According to IPOD Chairperson Nobert Mao, the parties agreed during the summit held last night that at least 15 per cent of the funding from the government, be allocated to the IPOD secretariat to intensify the quest for dialogue amongst political players in the country.
The summit brings together leaders and Secretary Generals of political parties, with representation in Parliament. It was attended by four of the five political parties with representation in Parliament, among them Uganda People’s Congress (UPC), Justice Forum (JEEMA), Democratic Party (DP) and the National Resistance Movement (NRM).
The Forum for Democratic Change (FDC) boycotted the meeting.
Mao said that the participating members adopted formula for sharing the funds which will see 40 per cent of the remaining funds go to the office of the leader of opposition while 60 per cent of the funds will be shared based on the numerical strength of each of the political parties in parliament.
The Summit also considered and adopted a draft of the Public Order Management regulations proposed by the IPOD council led by the Prime Minister Ruhakana Rugunda.
It is anticipated that the regulations will end disagreements between the Police and Political actors on the implementation of the Public Order Management Act.
The law has been a basis of clashes in recent years between security agencies and politicians. Although some say it mandates them to simply notify the police, others say that police permission is required for any political activity to take place.
The summit recognized that the absence of regulations has led to the harassment of Political activists by security agencies across the country. The summit agreed that the draft regulations proposed by the IPOD council be studied by the National Security Council and later be adopted by Parliament in not more than two months.
Meanwhile, the summit agreed that the government intensifies the drafting of electoral reforms and table them before parliament for enactment. The reforms will among others see the regulation of independent candidates vying for political positions across the country.
The summit agreed that in the reforms, candidates sponsored by Political parties will not be required to collect signatures from electoral areas for representation. Also, nomination fees for all candidates shall be reviewed so as to make vying for Political offices affordable.
The IPOD council is also expected to determine the threshold of the amount refunded to a candidate in case they lose elections while the Electoral Commission and the Ministry of Local Governments are tasked with the creation of new electoral units in the different localities across the country.
President Museveni, who is also the National Chairperson of the National Resistance Movement-NRM Party, said he is committed to dialogue for the good of the country.
Museveni also asked opposition politicians to also engage in building and developing communities instead of mobilizing them against all government programs.

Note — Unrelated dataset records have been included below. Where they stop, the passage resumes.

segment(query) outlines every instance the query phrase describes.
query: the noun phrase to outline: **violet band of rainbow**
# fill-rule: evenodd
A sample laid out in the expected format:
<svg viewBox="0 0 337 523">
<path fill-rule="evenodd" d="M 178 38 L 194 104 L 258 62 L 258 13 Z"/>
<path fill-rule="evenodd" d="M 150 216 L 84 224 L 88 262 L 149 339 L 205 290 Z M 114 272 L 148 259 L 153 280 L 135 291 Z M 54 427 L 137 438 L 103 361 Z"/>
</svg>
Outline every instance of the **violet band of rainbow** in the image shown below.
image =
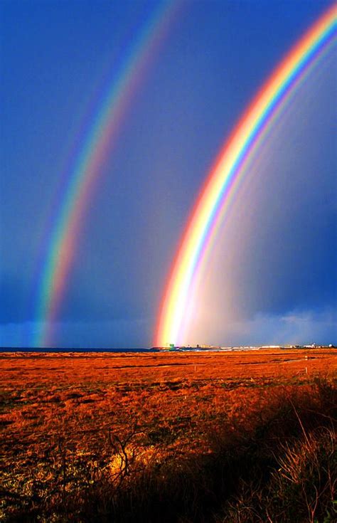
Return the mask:
<svg viewBox="0 0 337 523">
<path fill-rule="evenodd" d="M 337 7 L 333 5 L 308 30 L 253 99 L 222 148 L 201 188 L 180 241 L 164 288 L 154 344 L 183 343 L 188 300 L 212 238 L 226 214 L 259 140 L 287 97 L 305 78 L 311 64 L 332 44 Z"/>
<path fill-rule="evenodd" d="M 65 295 L 88 204 L 111 154 L 121 126 L 149 64 L 158 52 L 181 7 L 181 0 L 164 0 L 135 35 L 119 70 L 97 105 L 62 195 L 38 283 L 33 347 L 53 344 L 53 329 Z"/>
</svg>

“You can do a lot to change the lives of your people even when in opposition. I did a lot to transform the people of Ankole in the years when I was in opposition as a member of the Democratic Party. I persuaded people to stop nomadism and go to commercial agriculture from subsistence farming. I was reported to the UPC government that I was misleading people to fence farms. But I explained myself to Vice President John Babiha, who gave me a go-ahead,” Museveni said.
The first summit was held at Munyonyo Commonwealth Resort on December 12, 2018.